Следующие дни прошли в таких же мучительных переходах, но уже втянувшиеся в однообразие похода люди не так остро ощущали трудности. Никаких признаков жилья не замечалось. Горы становились суровее и труднее для движения, но Мишка упорно держался направления на юг, постоянно поглядывая на солнце. По дороге изредка случалось подстрелить дичину, тогда устраивался праздник, но таких дней было очень мало. Дичь попадалась редко, зато черемшу собирали все и жевали прямо на ходу. Ягоды и грибы ещё не поспели, орехи тоже только завязывались.
Никто не знал, сколько прошли и сколько осталось. Это волновало и тревожило. Запасы таяли, а пополнять их случалось редко. На днёвках Тин-линь сделал себе лук из ветки тиса и теперь мастерил стрелы. Он с детства увлекался стрельбой из лука и весьма преуспел в этом. К тому же и того запаса пуль и пороха, захваченного у маньчжуров было так мало, что его оружие могло сильно пригодиться.
Сильно задерживало движение ухудшающееся состояние Ювэя. Мальчишка сильно исхудал и вымотался. Приходилось часто останавливаться на от дых. Его освободили от ноши, но это мало помогало. Тин-линь ворчал, но Мишка не позволял обижать мальца. Ювэй сильно переживал свою слабость, и постоянно находился в угнетённом состоянии. Это ещё сильнее терзало его изнурённое тело. Мишка не раз брал его на плечи, перетаскивая через ручьи.
Мальчишка частенько бросал затравленные взгляды на своего хозяина и Мишка, перехватывая эти взгляды, недобро поглядывал на Тин-линя. В душе он поклялся ни за что не давать этого забитого человечка в обиду, и это чувство даже распирало его грудь каким-то неясным восторгом. В такие минуты он привлекал опухшее лицо мальца к груди и нежно гладил его спутанные чёрные волосы.
Мишка часто заставлял измученных друзей лезть в студёные воды речек и смывать с себя пот и грязь лесного пути.
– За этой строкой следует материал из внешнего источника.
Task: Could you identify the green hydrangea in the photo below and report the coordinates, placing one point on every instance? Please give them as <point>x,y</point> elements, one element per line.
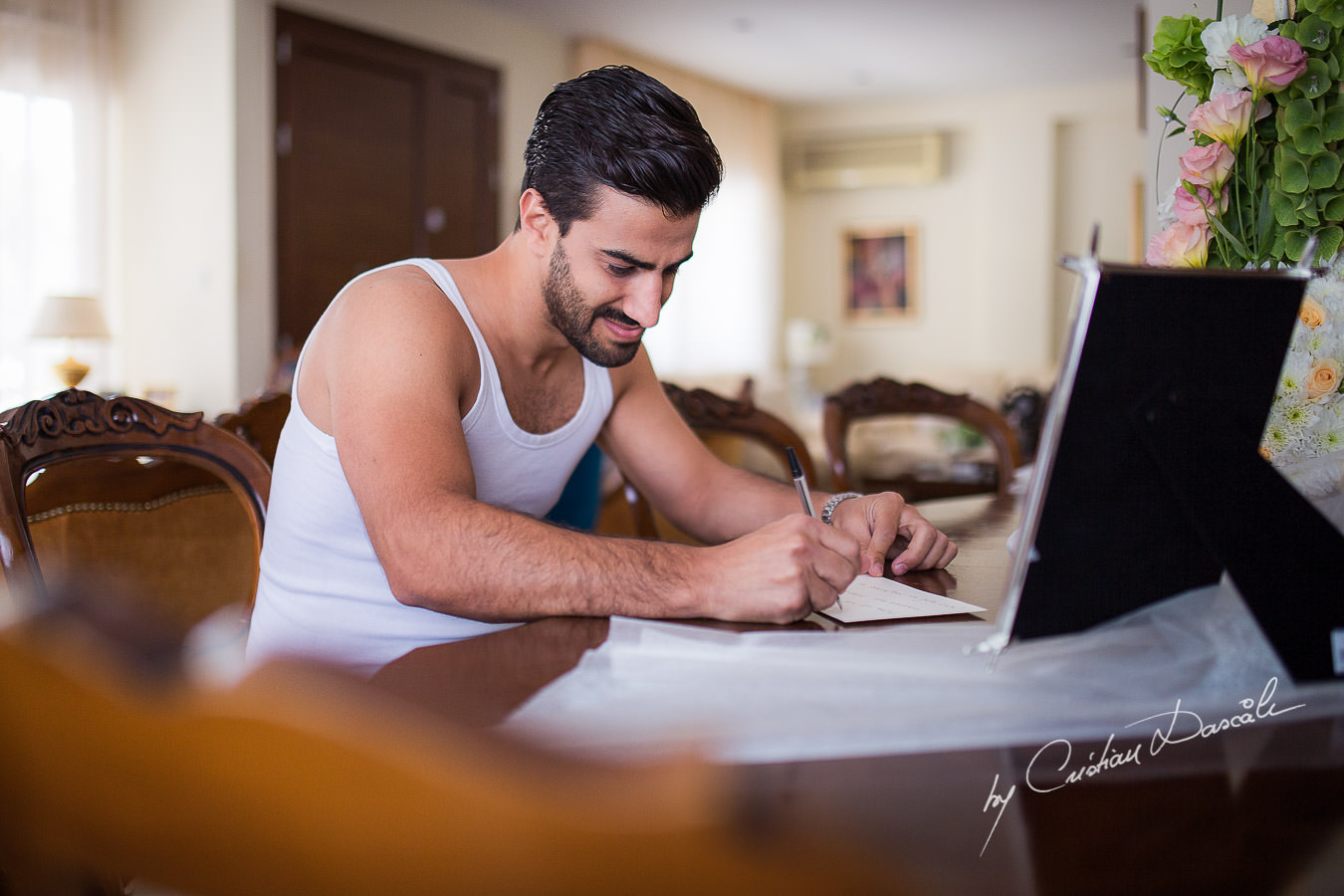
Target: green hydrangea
<point>1179,54</point>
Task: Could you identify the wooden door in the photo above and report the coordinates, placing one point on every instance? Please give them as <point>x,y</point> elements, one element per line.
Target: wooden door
<point>383,152</point>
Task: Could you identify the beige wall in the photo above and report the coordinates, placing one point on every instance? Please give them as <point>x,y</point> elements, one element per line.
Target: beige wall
<point>987,229</point>
<point>192,172</point>
<point>192,285</point>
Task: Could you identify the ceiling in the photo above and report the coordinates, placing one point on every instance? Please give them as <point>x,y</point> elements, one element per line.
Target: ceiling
<point>837,50</point>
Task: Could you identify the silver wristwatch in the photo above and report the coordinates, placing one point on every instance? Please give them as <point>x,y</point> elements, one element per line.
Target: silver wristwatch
<point>833,503</point>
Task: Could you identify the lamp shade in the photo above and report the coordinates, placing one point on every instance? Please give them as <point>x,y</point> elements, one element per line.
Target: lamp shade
<point>70,318</point>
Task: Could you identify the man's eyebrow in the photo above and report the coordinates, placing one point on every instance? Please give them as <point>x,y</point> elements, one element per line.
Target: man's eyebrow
<point>637,262</point>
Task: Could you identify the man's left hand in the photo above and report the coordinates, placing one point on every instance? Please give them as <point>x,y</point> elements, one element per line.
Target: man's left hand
<point>884,526</point>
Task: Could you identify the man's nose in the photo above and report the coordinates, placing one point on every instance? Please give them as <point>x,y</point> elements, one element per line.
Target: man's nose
<point>644,303</point>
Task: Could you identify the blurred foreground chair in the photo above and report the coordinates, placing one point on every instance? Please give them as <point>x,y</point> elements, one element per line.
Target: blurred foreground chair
<point>127,491</point>
<point>738,431</point>
<point>258,422</point>
<point>304,782</point>
<point>886,398</point>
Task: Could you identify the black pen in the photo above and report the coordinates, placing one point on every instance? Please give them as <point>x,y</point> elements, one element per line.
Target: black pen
<point>799,481</point>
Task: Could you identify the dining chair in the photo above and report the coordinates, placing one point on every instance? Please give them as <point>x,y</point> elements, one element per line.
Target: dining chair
<point>887,398</point>
<point>258,422</point>
<point>740,431</point>
<point>303,781</point>
<point>153,500</point>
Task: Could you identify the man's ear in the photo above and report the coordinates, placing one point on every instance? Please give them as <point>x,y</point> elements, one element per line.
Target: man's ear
<point>535,222</point>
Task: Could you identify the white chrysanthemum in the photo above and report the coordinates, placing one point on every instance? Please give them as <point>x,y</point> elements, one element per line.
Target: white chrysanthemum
<point>1232,81</point>
<point>1292,379</point>
<point>1328,434</point>
<point>1296,416</point>
<point>1309,341</point>
<point>1220,37</point>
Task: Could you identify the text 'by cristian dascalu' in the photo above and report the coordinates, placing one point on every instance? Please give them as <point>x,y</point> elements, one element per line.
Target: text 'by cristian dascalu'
<point>1172,727</point>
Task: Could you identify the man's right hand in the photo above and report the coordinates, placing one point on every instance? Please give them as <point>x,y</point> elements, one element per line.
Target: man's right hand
<point>780,572</point>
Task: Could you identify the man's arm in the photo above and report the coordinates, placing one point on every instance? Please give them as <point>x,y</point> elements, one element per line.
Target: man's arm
<point>388,373</point>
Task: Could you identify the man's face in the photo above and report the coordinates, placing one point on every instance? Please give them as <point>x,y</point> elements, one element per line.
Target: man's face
<point>624,262</point>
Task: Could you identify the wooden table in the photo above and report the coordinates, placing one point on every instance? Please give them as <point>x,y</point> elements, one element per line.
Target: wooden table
<point>1252,810</point>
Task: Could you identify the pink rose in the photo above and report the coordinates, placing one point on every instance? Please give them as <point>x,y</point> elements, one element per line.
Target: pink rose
<point>1207,165</point>
<point>1225,118</point>
<point>1194,208</point>
<point>1270,64</point>
<point>1179,246</point>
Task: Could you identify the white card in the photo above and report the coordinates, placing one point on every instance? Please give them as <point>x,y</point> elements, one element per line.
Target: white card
<point>868,599</point>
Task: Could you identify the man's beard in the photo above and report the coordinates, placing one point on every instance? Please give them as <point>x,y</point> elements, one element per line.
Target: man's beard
<point>576,322</point>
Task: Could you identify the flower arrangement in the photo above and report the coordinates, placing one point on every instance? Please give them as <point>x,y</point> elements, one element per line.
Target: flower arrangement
<point>1260,179</point>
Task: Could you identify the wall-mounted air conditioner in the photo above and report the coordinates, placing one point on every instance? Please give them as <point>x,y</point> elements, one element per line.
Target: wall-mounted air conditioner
<point>848,162</point>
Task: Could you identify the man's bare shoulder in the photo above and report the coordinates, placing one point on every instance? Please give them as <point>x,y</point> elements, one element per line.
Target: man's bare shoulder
<point>388,327</point>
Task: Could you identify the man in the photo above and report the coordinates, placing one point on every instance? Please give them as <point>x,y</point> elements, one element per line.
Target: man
<point>441,406</point>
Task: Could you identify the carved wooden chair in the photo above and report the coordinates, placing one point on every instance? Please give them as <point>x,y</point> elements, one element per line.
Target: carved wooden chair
<point>886,398</point>
<point>258,422</point>
<point>127,493</point>
<point>737,430</point>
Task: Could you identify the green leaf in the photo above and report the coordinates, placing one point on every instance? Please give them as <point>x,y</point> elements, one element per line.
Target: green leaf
<point>1331,204</point>
<point>1263,220</point>
<point>1332,122</point>
<point>1292,169</point>
<point>1323,169</point>
<point>1294,242</point>
<point>1285,208</point>
<point>1316,80</point>
<point>1298,114</point>
<point>1332,12</point>
<point>1314,33</point>
<point>1238,246</point>
<point>1329,241</point>
<point>1308,140</point>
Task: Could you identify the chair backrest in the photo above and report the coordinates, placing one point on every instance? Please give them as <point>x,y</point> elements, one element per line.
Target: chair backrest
<point>133,493</point>
<point>726,423</point>
<point>258,422</point>
<point>884,396</point>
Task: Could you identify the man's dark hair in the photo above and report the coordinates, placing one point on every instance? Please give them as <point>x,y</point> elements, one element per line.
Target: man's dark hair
<point>621,127</point>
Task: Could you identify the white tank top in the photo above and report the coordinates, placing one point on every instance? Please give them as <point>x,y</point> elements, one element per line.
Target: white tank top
<point>322,591</point>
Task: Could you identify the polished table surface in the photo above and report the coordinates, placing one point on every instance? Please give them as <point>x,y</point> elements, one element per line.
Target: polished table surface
<point>1256,808</point>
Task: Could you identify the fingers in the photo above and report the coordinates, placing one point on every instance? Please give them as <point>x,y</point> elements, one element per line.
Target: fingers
<point>889,519</point>
<point>926,550</point>
<point>835,565</point>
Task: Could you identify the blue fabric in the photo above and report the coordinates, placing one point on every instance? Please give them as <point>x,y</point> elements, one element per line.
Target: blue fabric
<point>582,495</point>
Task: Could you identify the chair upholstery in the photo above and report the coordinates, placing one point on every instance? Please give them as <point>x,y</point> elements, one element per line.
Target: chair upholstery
<point>125,491</point>
<point>729,426</point>
<point>258,422</point>
<point>884,398</point>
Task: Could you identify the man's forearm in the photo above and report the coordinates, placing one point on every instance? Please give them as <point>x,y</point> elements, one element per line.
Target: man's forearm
<point>480,561</point>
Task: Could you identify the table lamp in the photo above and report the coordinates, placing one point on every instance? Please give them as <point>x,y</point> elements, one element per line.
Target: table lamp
<point>70,318</point>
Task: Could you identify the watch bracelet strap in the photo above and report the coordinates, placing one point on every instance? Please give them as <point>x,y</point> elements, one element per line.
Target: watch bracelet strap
<point>835,501</point>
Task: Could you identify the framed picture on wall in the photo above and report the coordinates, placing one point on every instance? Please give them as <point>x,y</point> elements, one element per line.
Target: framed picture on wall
<point>880,273</point>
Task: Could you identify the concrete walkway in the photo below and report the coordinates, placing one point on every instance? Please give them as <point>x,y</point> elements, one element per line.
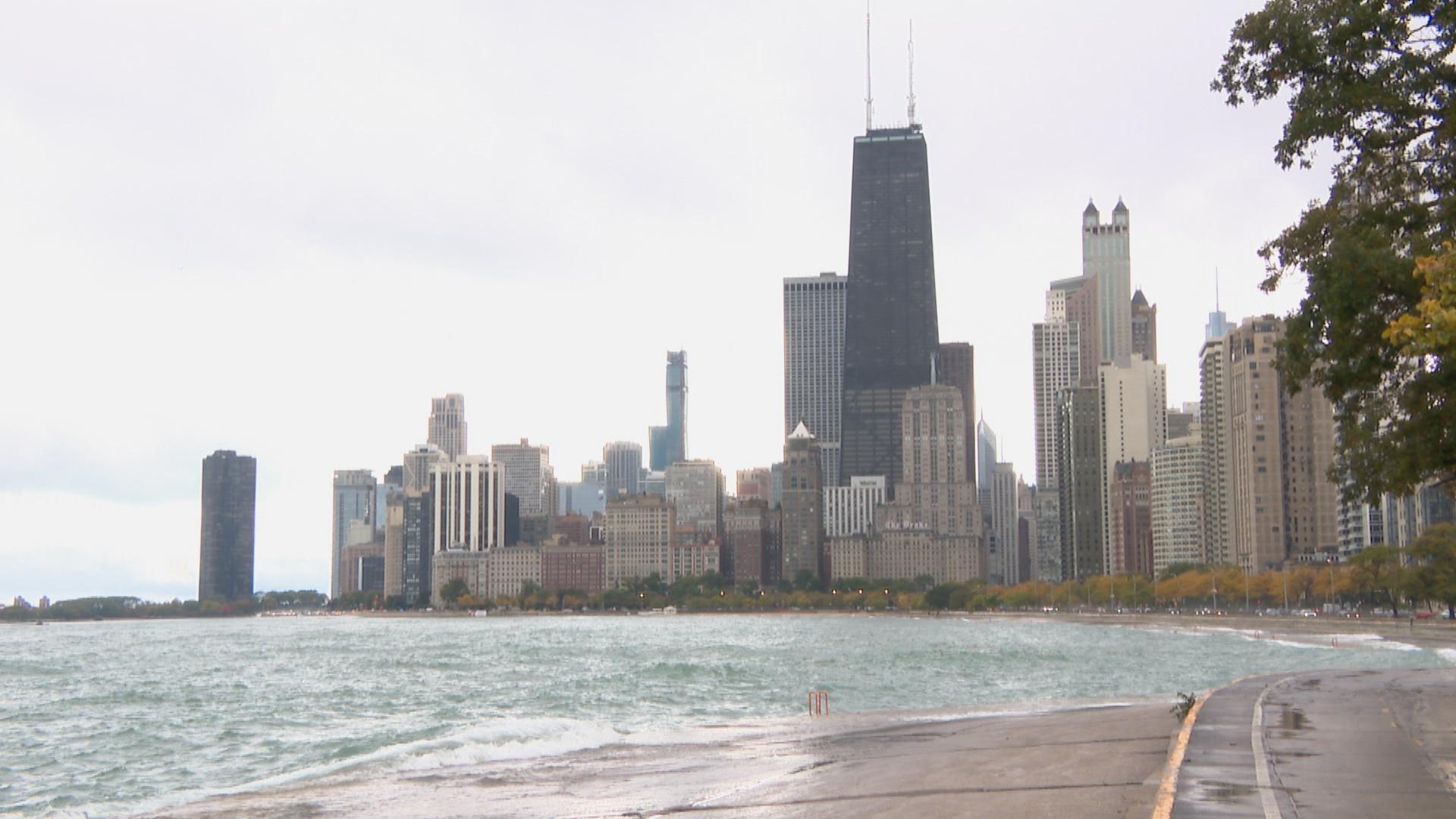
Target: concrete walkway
<point>1334,744</point>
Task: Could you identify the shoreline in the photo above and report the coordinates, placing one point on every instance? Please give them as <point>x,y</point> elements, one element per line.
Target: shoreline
<point>1085,758</point>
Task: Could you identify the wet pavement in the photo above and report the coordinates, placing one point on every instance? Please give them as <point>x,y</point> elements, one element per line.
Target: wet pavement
<point>1332,744</point>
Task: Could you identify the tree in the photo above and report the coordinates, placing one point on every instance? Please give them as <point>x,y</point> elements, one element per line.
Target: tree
<point>1376,83</point>
<point>453,591</point>
<point>1378,569</point>
<point>1435,573</point>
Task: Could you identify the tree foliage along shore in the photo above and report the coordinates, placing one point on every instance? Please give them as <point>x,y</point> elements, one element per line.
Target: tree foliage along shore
<point>1376,85</point>
<point>1379,576</point>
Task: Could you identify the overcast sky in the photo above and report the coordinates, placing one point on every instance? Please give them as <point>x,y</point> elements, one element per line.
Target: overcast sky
<point>283,228</point>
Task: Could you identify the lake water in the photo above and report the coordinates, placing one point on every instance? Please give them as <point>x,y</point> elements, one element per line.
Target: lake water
<point>105,719</point>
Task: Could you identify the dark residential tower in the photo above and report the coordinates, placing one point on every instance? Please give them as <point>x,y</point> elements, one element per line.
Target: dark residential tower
<point>890,314</point>
<point>667,445</point>
<point>229,494</point>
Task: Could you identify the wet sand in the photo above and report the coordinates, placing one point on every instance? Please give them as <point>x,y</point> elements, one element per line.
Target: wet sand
<point>1091,761</point>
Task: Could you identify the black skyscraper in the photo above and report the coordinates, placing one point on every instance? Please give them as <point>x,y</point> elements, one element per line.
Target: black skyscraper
<point>229,491</point>
<point>890,319</point>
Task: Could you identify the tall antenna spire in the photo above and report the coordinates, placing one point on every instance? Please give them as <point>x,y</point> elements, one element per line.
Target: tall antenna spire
<point>870,98</point>
<point>910,104</point>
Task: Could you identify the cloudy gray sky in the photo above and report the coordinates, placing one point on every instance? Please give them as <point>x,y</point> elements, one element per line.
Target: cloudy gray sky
<point>283,228</point>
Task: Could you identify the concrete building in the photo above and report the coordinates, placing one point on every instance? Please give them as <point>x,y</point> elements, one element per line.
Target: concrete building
<point>1178,502</point>
<point>892,331</point>
<point>696,490</point>
<point>851,510</point>
<point>814,362</point>
<point>419,545</point>
<point>353,502</point>
<point>469,504</point>
<point>574,567</point>
<point>756,483</point>
<point>1215,431</point>
<point>1282,447</point>
<point>752,548</point>
<point>510,570</point>
<point>1079,452</point>
<point>1107,256</point>
<point>417,465</point>
<point>802,506</point>
<point>528,475</point>
<point>667,445</point>
<point>1131,522</point>
<point>395,544</point>
<point>1003,513</point>
<point>639,534</point>
<point>1056,359</point>
<point>623,468</point>
<point>1133,416</point>
<point>229,507</point>
<point>956,366</point>
<point>1145,327</point>
<point>908,551</point>
<point>447,428</point>
<point>693,560</point>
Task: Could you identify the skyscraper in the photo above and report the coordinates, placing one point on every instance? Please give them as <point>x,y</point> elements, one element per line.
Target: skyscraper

Устраивали стирки провонявшегося за долгий путь нательного скарба. Уже на одежду это тряпьё мало походило.
– Скорее всего мы где-то на водоразделе Сунгари и Ялуцзян, – сказал Тин-линь, сидя вечером у костра, и отмахиваясь веткой от наседавших комаров. – Дедушка рассказывал мне про поход фудутуна. Он сильно интересовался им и даже пытался составить по рассказам план тех мест. Сейчас я припоминаю его рисунки.
– Если б они были у нас, – ответил Мишка. – Но где их взять здесь?
– Во всяком случае, если я правильно определил наше место, то до моря осталось примерно столько же. Может дорога получше пойдёт?
– Да, не обрадовал, брат. Хватит ли припасов. Осталось совсем мало.
– На берегу можно найти людей. Купим немного. Деньги я ещё не выбросил, несколько лянов осталось в карманах.
– Береги, авось пригодятся.
– Эх, мальчишка сильно держит, – заметил Тин-линь и пытливо глянул в лицо Мишки.
– Об этом брось даже думать! – зло ответил Мишка.
Тин-линь не стал отвечать, но по лицу видно было его недовольство.
А Мишка пристально вгляделся в китайца, и тот смутился, отвернул голову. Мишка всё больше захватывал влияние над своими товарищами, а те не пытались оспаривать его негласного права на главенство. В тайге он разбирался лучше, да и жизненного опыта было поболее. Выносливостью он не уступал китайцам, но в силе они отставали. Когда все валились в траву от усталости, Мишка брал ружьё и шёл бродить в надежде подстрелить дичь.
Дня через два Мишка заметил, что горы действительно немного стали понижаться. Встречавшиеся речки текли уже в другую сторону. Он повеселел, хотя и не мог определить почему. Видно осточертела эта тайга, хотелось наконец отдохнуть и вырваться из бурелома и лиановых сетей. Тин-линь тоже приободрился. Все оживились и зашагали бодрее.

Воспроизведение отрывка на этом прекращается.